I didn’t want the candy. I hadn’t earned it. It was supposed to be fore the students who had received an A on their homework. I never received A’s--only did my homework about half the time--and I didn’t even really like candy. A horrible sensation materialized heavily in my stomach: I had never stolen anything before. But my friend was really cool and I wasn’t sure whether I was cool or not, so I said nothing.
The plan was to wait until my next Algebra class and discretely return the tootsie pop to its box, but I forgot. Or the teacher was looking. And I forgot again. After two weeks of sitting in the front pocket of my backpack, squishing up against sandwich crumbs, eraser dust, and used Kleenex, the piece of candy had been rendered clearly non-returnable.
The guilt I felt over my misdeed followed me around along with the linty lollypop in my backpack, a talisman of contrition.
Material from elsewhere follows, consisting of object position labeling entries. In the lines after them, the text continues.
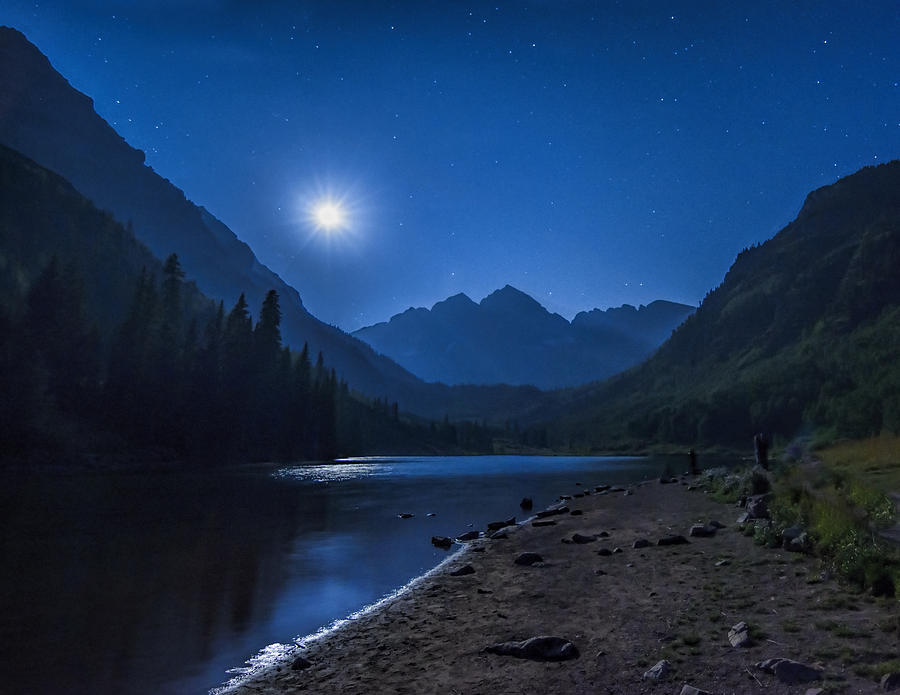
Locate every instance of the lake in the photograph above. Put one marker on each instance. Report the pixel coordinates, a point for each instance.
(161, 582)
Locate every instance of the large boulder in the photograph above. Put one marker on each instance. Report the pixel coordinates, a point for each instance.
(541, 648)
(791, 672)
(758, 506)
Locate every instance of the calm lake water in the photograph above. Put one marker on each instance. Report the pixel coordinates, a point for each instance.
(162, 582)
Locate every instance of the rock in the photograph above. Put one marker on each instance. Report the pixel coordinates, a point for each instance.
(672, 539)
(698, 531)
(800, 544)
(758, 506)
(739, 635)
(300, 663)
(791, 672)
(497, 525)
(552, 512)
(691, 690)
(542, 648)
(658, 671)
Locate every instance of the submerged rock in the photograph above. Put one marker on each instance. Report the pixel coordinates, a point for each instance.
(300, 663)
(497, 525)
(463, 571)
(541, 648)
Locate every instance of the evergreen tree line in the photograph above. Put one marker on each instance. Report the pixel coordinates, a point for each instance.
(177, 381)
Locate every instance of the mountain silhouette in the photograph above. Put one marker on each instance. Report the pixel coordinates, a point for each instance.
(509, 337)
(801, 336)
(43, 117)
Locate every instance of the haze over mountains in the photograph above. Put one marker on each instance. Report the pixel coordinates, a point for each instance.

Every time I saw it, I felt a pang of self-repugnance. I had never before imagined myself perfect--I picked arguments with my little sisters and was a miserable student--but I had always felt some comfort in the knowledge that I was, ultimately, a morally upright individual. But now I had committed a blatant offense against another person, against an authority figure. I had taken what was not rightfully mine. I longed for purification, but feared reproof. I never confessed.
Until now.
This has always been part of who I am: I’m obsessed with doing what's right. I recall hiding in my room one Fourth of July because my parents were breaking a local statute by lighting sparklers in our backyard; if the cops showed up, I wanted it to be clear that I’d had nothing to do with this flagrant violation of the law. As an R.A. in college, I felt deeply incensed when friends would commit minor infractions in my presence and expect me to overlook them (I did overlook them, but I resented it deeply). I never drank alcohol until I was twenty-one.
And yet, I’ve always been a little embarrassed about this aspect of my personality. I pretend to others that I’m naughtier and worldlier than I actually am (an ironic conflict in my all-encompassing impulse to comply with what’s expected of me). I think that my improved self-confidence in recent years and an increasing acceptance of the fact that I’ll never be perfect has helped to alleviate some of the guilt and freed me both to make mistakes and to take responsibility for them. But in many ways, I’ll always be a closet goody two-shoes.
In many ways, I’ll always be carrying that tootsie pop around with me.